That pattern matters because the training loop can then:

- count tool usage as actions
- assign rewards to tool interactions
- record a full trajectory
- preserve the same `reset`/`step` contract across environments

### Simulation-Mode Routes

When an `HTTPEnvServer` registers routes in simulation mode, it exposes the full control surface:

- `/ws`
- `/mcp`
- `/reset`
- `/step`
- `/state`

This is the right mode for RL training infrastructure and for most environment testing.

## Production Mode

Production mode is for exposing tools directly.

In production mode, clients should interact with MCP tools as a service instead of driving the environment through `reset()` and `step()` as a trajectory loop.

Production mode keeps the MCP surface and removes the HTTP simulation control routes.

### Production-Mode Routes

When an `HTTPEnvServer` registers routes in production mode, OpenEnv does **not** expose:

- `/reset`
- `/step`
- `/state`

It still registers `/ws`, because the WebSocket transport remains part of the infrastructure boundary.

That does **not** mean `/ws` should be exposed to agents.

- `/ws` is for orchestration and simulation control
- `/mcp` is the agent-facing boundary
- production deployments should restrict `/ws` at the network, auth, or gateway layer if agents can reach the service directly

In other words, production mode removes the HTTP simulation endpoints, but operators must still treat `/ws` as infrastructure-only.

This is the right mode when:

- you are serving a tool-backed environment to external clients
- you do not want callers controlling episode boundaries
- the MCP interface is the product surface

## How MCP Fits Into Both Modes

MCP is available in both modes, but the role is different.

### In simulation mode

MCP tools are part of the environment action space.

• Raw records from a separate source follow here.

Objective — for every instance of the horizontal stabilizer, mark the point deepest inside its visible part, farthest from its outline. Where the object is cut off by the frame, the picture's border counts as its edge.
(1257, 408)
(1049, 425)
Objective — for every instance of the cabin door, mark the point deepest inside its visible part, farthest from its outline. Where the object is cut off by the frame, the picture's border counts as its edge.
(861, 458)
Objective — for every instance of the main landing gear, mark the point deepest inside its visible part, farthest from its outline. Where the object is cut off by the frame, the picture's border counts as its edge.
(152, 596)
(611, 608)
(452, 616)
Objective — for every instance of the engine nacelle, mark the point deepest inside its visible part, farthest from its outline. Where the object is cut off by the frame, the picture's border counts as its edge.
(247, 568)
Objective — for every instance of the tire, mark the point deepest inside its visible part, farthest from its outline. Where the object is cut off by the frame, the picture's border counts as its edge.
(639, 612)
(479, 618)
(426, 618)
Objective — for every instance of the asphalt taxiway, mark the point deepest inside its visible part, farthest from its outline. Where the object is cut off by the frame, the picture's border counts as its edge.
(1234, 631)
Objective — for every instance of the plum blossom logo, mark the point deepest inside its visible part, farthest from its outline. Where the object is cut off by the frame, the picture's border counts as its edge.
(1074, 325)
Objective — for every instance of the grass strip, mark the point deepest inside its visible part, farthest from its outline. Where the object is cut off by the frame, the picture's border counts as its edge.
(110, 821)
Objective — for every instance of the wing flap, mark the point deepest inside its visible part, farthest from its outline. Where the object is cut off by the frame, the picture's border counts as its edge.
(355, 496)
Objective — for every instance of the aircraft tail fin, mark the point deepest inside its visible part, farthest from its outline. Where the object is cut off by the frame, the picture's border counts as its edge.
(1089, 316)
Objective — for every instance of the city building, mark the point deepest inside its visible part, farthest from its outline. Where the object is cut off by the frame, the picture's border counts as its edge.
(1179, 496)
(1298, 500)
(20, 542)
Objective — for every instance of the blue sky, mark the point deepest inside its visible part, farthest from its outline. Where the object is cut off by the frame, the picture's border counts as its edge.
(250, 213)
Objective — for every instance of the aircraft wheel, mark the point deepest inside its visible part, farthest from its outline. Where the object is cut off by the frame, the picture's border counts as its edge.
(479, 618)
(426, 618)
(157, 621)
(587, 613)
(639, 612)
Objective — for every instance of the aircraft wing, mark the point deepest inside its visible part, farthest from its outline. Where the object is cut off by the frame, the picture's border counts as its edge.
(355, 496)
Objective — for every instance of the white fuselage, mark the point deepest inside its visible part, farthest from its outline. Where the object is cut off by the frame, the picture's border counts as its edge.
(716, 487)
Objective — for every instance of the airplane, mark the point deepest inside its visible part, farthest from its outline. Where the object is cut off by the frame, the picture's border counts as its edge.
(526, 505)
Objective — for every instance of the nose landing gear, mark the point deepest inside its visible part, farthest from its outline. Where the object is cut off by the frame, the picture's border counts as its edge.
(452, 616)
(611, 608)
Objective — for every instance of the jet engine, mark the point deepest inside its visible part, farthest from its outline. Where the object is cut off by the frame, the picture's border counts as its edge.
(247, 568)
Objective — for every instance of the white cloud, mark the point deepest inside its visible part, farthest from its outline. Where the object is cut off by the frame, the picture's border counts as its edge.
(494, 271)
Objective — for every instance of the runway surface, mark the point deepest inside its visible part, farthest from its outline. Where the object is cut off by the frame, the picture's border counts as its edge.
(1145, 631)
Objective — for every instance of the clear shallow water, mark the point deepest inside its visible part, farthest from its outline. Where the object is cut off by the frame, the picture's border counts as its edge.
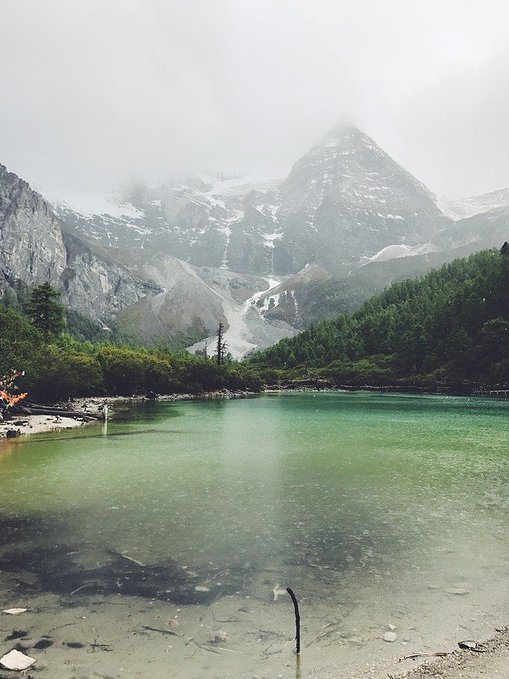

- tool discovery can still happen
- tool calls are modeled as actions
- rewards and episode control remain in the OpenEnv loop

This is why examples such as `examples/echo_mcp_demo.py` use `ListToolsAction` and `CallToolAction` through `step()`.

### In production mode

MCP is the primary interface.

- clients call tools directly
- OpenEnv does not present simulation-control endpoints
- the service behaves like a live MCP endpoint, not an RL rollout loop

## Server-Side Configuration

The server-side switch happens when routes are registered.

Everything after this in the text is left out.